In July 2013, the last maintenance dredging contract was conducted. No money was appropriated for dredging in fiscal year 2015 by the U.S. Congress, and no money was requested for dredging in the U.S. President's budget request to Congress for fiscal year 2016. Id.

In early February 2018, two simultaneous projects began dredging sand around the St. Lucie Inlet to help replenish beaches and clear the inlet for boaters. The projects are part of the Bathtub Beach-to-Sailfish Point renourishment project. It is a post-Hurricane Irma project by the Federal Emergency Management Agency costing $1.8 million, FEMA is picking up 87 percent of the cost. Crews will move about 100,000 cubic yards of sand.
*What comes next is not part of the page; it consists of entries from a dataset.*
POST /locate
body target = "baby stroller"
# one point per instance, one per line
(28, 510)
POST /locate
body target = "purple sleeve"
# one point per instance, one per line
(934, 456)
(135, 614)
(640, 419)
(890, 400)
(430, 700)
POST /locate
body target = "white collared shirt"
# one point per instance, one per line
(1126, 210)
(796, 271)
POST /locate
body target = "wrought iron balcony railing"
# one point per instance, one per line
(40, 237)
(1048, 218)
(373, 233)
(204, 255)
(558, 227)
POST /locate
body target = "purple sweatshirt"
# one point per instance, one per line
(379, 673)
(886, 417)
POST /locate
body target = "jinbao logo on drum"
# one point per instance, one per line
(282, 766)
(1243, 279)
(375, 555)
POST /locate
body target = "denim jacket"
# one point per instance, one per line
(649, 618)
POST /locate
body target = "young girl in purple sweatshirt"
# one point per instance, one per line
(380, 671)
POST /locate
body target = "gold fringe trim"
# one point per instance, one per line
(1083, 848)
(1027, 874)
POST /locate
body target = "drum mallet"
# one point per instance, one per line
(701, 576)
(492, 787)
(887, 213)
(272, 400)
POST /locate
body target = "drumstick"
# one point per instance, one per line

Besides restoring the beach and dunes, the sand will help protect infrastructure, such as MacArthur Boulevard, from storm surges. Kathy FitzPatrick, Martin County coastal engineer stated “Dredging will help open up the channel, enhancing navigability, and the sand pumped from there to the beach will enable us to open a nourished beach to residents and visitors once again". The work is meant to protect the inlet until a dredge arrives in about a month. The dredge will remove about remove 500,000 cubic yards of sand — enough to cover a football field 9 feet, 3 inches deep — from the inlet and put it in site called a "borrow area" off the coast of the Town of Jupiter Island. In 2019, that sand will be sucked up and spread on beaches from the inlet south to the Martin–Palm Beach county line.